Reply: We think InterVU's video over the Internet products are great but revenues were thin last quarter and in 1997. Net revenues totaled $59,400 for the fourth quarter and $143,500 for the year ended December 31, 1997, while net loss for 1997 reached $5.3 million vs. net loss of $2.3 million in 1996. See its V-Banner (video in ad banner) offering for a glimpse at the future of ad banners--forget static text. But how much can this be protected?

PSI Time?

"My pick is PSIX, a real company with real revenues, no pipe dream here. I think it's the best Net play."

Reply: PSINet (NASDAQ:PSIX) had a pretty good run this year, up more than 180%. We're waiting to see if telcos come calling.
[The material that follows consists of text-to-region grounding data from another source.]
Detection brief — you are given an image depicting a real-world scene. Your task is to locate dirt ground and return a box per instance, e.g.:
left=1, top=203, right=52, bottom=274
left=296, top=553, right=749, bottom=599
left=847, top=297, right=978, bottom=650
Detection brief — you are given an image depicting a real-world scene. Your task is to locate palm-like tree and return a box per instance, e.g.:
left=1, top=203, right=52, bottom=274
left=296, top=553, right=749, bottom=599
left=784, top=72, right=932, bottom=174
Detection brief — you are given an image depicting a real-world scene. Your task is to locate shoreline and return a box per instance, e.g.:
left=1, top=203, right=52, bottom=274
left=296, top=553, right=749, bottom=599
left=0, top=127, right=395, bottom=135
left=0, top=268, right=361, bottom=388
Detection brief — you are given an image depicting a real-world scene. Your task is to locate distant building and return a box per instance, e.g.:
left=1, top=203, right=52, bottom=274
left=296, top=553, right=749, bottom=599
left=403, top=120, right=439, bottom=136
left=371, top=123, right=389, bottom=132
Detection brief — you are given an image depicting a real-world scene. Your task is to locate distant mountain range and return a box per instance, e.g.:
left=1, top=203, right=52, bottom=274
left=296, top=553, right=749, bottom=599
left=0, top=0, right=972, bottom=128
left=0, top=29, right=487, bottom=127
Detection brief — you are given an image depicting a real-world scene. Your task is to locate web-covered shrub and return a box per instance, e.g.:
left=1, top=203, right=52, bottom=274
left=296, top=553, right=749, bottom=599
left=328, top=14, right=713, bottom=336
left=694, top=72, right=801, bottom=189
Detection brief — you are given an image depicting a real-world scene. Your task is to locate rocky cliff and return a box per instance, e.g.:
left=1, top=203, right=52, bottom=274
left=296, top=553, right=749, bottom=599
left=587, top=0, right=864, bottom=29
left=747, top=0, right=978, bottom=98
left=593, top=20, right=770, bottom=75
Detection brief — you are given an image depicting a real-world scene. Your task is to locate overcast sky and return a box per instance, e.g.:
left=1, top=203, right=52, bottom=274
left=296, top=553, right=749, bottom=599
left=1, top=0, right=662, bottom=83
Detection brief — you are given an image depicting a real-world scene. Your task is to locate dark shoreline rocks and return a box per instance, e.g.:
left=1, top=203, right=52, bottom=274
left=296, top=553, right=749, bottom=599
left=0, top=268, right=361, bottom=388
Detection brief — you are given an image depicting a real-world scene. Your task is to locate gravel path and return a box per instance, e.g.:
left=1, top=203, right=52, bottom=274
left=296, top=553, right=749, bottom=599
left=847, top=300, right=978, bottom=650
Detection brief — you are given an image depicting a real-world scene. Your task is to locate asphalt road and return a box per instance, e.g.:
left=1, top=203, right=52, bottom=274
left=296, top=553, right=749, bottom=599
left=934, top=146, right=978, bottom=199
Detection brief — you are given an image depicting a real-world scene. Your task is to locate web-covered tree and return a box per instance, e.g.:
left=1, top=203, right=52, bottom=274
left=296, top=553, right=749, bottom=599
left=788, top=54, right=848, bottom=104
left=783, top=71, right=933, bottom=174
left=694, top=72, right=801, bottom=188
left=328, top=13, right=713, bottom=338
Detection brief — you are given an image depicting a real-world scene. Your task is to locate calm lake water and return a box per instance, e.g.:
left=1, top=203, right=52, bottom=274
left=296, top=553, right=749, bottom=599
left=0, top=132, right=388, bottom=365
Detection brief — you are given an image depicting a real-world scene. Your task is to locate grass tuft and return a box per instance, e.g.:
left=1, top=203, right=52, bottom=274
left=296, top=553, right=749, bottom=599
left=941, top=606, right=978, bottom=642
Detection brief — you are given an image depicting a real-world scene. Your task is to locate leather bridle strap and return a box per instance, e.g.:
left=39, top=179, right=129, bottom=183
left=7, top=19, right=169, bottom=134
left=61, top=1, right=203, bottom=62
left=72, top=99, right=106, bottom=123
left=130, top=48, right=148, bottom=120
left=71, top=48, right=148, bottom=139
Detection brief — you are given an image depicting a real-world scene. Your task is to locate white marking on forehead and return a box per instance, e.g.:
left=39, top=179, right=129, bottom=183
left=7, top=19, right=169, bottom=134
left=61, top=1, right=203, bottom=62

If so, it's long overdue in our opinion.

The trouble is the larger telcos either have their own networks or believe they have networks that are good enough. What they don't realize is that they believe they're in the voice business and not data. Data will surpass and dwarf voice in the future. Voice, in fact, will be "packetized" and turned into data just like your e-mail or Web pages.

Private Market Value

"Because of the "default" aspect of Netcenter on the large installed base of Netscape browsers, there will be a great amount of "natural" traffic flow to Netcenter (the time flashing on most VCRs is still 12:00). But is this as valuable as the "active" choice of a Websearcher going to Yahoo!, Excite, Infoseek, etc.?
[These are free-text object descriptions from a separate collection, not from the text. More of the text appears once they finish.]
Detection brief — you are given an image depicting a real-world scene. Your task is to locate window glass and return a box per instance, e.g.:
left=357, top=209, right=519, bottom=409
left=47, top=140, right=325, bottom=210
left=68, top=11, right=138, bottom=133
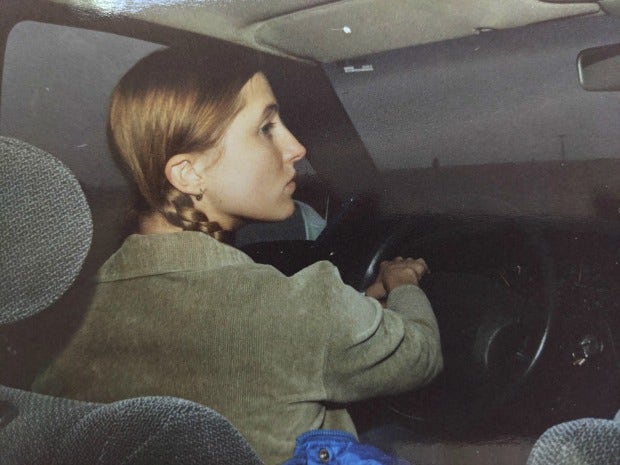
left=0, top=21, right=162, bottom=189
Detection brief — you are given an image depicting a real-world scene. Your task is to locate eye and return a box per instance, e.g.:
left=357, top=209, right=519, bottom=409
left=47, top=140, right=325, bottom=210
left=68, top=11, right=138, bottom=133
left=260, top=121, right=276, bottom=138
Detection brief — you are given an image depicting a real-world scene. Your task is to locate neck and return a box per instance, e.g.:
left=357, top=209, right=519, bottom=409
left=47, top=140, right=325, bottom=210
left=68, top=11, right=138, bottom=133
left=137, top=210, right=183, bottom=235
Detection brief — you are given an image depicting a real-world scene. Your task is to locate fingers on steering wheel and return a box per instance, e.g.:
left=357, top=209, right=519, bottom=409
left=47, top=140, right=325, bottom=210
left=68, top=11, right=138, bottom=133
left=382, top=256, right=429, bottom=279
left=412, top=262, right=428, bottom=280
left=413, top=257, right=429, bottom=274
left=398, top=257, right=429, bottom=281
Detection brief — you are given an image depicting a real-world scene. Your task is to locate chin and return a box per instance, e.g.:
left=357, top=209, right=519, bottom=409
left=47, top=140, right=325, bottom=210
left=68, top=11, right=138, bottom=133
left=272, top=201, right=296, bottom=221
left=273, top=210, right=295, bottom=222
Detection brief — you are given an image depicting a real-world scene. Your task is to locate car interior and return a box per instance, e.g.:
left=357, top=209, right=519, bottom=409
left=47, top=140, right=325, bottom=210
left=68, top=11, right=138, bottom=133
left=1, top=0, right=620, bottom=464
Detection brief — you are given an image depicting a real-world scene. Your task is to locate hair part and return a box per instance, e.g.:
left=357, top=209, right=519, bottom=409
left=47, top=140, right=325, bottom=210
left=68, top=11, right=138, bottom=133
left=108, top=47, right=262, bottom=240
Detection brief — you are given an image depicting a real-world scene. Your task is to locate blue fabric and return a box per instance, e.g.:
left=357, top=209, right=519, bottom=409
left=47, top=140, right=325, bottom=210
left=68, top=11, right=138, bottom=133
left=283, top=430, right=411, bottom=465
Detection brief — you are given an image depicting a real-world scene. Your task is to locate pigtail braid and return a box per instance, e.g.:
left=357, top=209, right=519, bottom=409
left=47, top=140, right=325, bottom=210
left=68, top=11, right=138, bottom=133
left=163, top=190, right=231, bottom=242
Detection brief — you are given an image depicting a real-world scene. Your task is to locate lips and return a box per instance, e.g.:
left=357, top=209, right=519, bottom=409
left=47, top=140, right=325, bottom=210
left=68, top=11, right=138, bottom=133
left=285, top=175, right=297, bottom=193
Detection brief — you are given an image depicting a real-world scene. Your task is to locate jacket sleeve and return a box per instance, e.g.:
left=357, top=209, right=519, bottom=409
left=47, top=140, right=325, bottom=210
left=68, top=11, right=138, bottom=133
left=319, top=264, right=443, bottom=403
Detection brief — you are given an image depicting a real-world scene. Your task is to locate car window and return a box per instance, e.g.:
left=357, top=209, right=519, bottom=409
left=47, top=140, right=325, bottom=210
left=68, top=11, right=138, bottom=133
left=0, top=21, right=161, bottom=189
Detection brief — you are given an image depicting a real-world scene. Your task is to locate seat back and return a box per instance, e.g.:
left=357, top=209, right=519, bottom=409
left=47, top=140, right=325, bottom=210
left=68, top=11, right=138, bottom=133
left=527, top=415, right=620, bottom=465
left=0, top=136, right=263, bottom=465
left=0, top=137, right=92, bottom=325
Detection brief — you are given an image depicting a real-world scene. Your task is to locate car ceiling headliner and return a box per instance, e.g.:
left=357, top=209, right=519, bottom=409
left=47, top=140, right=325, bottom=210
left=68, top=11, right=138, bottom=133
left=49, top=0, right=602, bottom=62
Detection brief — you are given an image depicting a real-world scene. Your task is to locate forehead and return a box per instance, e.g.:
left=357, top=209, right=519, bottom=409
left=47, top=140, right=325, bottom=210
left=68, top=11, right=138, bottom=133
left=238, top=72, right=277, bottom=112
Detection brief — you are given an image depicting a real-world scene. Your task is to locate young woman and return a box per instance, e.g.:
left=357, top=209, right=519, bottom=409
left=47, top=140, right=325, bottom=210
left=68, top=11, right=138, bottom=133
left=32, top=48, right=442, bottom=465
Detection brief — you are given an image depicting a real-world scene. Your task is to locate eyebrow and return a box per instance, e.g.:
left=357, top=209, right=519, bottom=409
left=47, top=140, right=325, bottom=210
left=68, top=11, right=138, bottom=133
left=260, top=103, right=279, bottom=121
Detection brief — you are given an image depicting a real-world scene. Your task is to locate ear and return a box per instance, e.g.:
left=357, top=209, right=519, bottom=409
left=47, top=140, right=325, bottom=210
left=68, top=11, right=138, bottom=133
left=165, top=154, right=203, bottom=196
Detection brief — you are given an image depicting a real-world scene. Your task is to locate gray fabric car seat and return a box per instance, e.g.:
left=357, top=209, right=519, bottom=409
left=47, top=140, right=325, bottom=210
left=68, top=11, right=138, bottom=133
left=0, top=136, right=263, bottom=465
left=526, top=414, right=620, bottom=465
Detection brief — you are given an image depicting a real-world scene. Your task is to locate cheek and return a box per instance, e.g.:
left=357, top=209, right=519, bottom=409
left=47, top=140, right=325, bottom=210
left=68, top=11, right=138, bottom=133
left=214, top=160, right=273, bottom=205
left=232, top=152, right=281, bottom=191
left=207, top=142, right=287, bottom=212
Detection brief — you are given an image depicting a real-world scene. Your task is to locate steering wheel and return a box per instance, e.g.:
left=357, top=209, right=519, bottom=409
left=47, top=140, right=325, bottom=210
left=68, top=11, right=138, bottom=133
left=355, top=218, right=556, bottom=427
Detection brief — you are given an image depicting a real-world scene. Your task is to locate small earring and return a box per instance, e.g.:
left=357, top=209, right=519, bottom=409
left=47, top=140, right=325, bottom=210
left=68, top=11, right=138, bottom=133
left=195, top=189, right=204, bottom=201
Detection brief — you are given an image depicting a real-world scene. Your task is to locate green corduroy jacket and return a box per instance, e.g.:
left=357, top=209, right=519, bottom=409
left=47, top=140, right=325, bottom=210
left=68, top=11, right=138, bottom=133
left=33, top=231, right=442, bottom=465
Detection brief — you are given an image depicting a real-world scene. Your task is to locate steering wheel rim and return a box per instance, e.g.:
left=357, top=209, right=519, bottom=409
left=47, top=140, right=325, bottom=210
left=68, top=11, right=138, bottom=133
left=357, top=218, right=556, bottom=426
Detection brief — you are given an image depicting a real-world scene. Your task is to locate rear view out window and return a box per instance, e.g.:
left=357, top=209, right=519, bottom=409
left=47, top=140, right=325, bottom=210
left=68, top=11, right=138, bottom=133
left=0, top=21, right=162, bottom=191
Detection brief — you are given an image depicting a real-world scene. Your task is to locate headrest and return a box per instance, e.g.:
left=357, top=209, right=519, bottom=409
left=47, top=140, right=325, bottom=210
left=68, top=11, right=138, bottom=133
left=0, top=137, right=92, bottom=324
It seems quite difficult to place a PMV on this quasi-unique aspect of NSCP, and just as difficult to derive such value by subtracting the emerging enterprise software business value from the total value of NSCP.

As a result of this PMV "valuation" of Netcenter, NSCP looks "cheap" relative to some of the others in your table, or all the others just vastly "overvalued"?

Reply: The estimated private market value of something like Netscape (NASDAQ:NSCP) Netcenter has to do with several factors including peer valuation, brand recognition, users, registered users, distribution, market share, mind share, and the ability of the firm to buildout a media company around this Web site.

We believe as long as users find it rewarding then the value should be in line with other popular Web destinations and navigation sites.

We would disagree that the "default" nature only attracts users. If that was the only driver for Netcenter then its numbers probably would be falling rather than climbing as they are. Being default gets users in the first time, what's offered gets them coming back.

In a bidding situation, if one arose, Netcenter could be sold at any price. Do we believe in an intrinsic value of something like this? We firmly believe that a company's Web site--any company--is the most valuable asset it has or will have. This is the view of the firm for the world. And all the goods and services that can flow through that portal are endless.